The round-robin nature of T1 threading is simple, requiring fewer transistors to implement. It is also efficient. I saw a presentation which showed four threads on a T1 core produces about 3X the output of a single thread. That compares with about 1.25X for Intel Pentium 4's Hyperthreading and 1.5X for IBM POWER5's SMT.
Each UltraSPARC T2 core has two integer execution units, each supporting four threads. See the preso on OpenSPARC.net (http://www.opensparc.net/pubs/preszo/06/HotChips06_09_ppt_master.pdf).

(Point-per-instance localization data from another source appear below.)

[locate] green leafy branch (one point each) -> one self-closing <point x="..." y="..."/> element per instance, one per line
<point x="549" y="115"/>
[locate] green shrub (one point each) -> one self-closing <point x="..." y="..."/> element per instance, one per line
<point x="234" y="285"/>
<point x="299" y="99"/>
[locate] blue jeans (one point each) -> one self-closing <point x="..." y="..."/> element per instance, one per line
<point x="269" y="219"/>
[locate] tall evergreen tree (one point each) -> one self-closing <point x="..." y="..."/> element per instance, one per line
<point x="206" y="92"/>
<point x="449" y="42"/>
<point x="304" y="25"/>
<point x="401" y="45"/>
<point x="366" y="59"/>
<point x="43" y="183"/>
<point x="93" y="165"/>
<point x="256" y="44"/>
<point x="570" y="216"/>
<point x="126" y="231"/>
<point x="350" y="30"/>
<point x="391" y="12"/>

So in the T1, 8 threads are simultaneously executing, and up to 24 threads are waiting. In the T2, 16 threads are simultaneously executing, and up to 48 threads are waiting.

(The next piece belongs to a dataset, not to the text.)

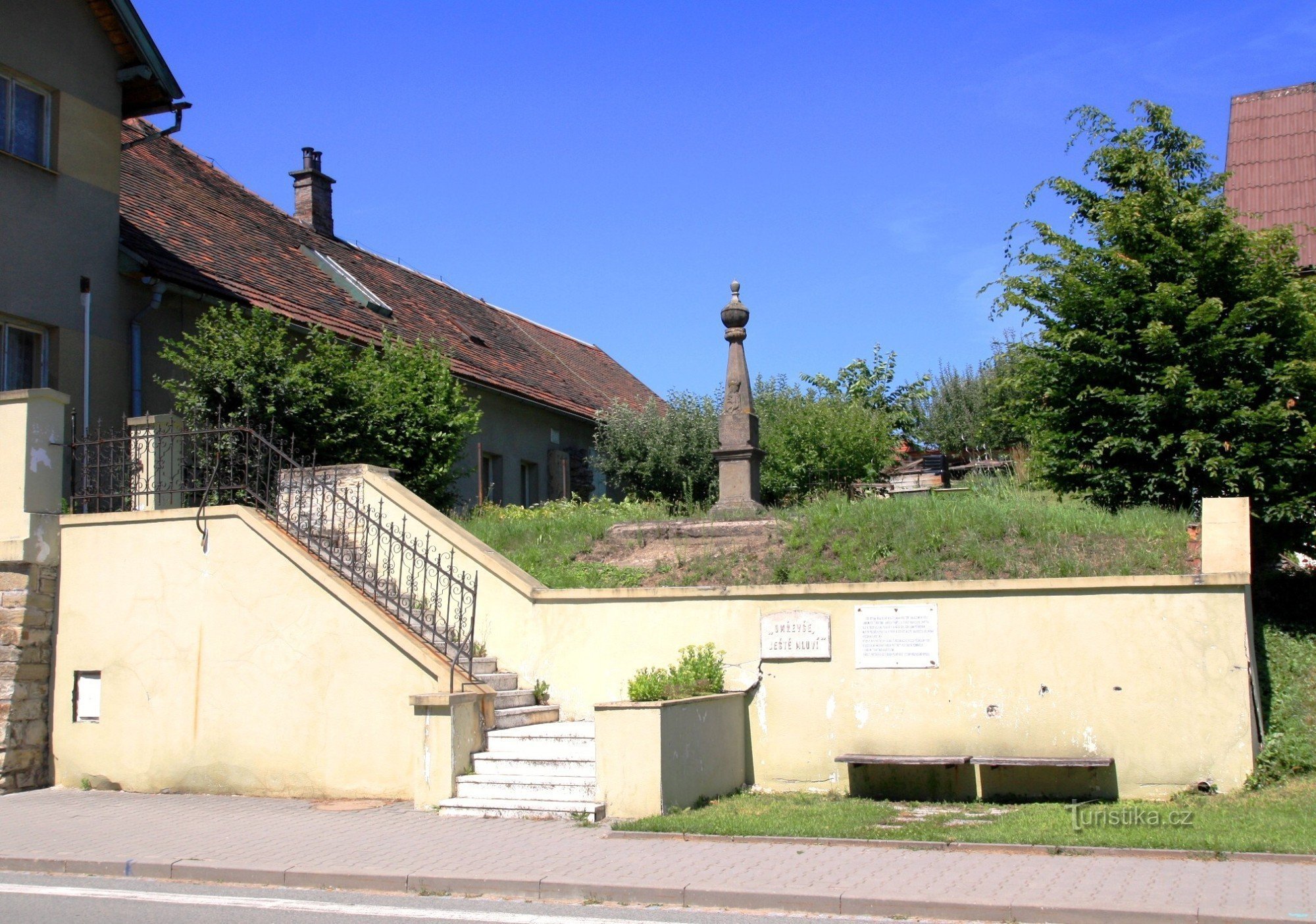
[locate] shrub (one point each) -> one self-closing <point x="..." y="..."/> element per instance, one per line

Regarding the earlier comment on "dynamic thread allocation", I am assuming the commenter means some kind of ability to dynamically allocate threads between LDOMs. I assume this could be done with some external scripting, as CPU threads are dynamic in LDOMs. If "dynamic thread allocation" refers to the ability to allocate fractional thread to LDOMs, I don't see a need for this. A T1 chip has about the same throughput as two POWER5 chips (four cores), and offers up to 32 LDOMs vs. two POWER5's up to 40 LPARs. I doubt on such small machines customers have much need for so many partitions, nor do I believe they would want to fractionally weight partitions by less than 3% of the total compute available (in the IBM scenario, the fractional weigh is 0.25%, as each core can be weighted into 100 increments). The overhead required to share threads between partitions (cache flushes, etc.), as in IBM's Micropartioning likely outweighs some of the benefits the additional 0.25%-3.0% of performance increment provide.
That brings up another advantage of the T1 and T2's timeslicing of threads in an LDOM environment. Each thread's context (cache state, TLBs, etc.) is maintained in hardware, so there is very low overhead to have different OSs on each thread state. It makes the hypervisor's job easier too.
Regarding the question is Victoria Falls an SMP, the answer is yes. It has cache coherency and interconnect logic on the chip.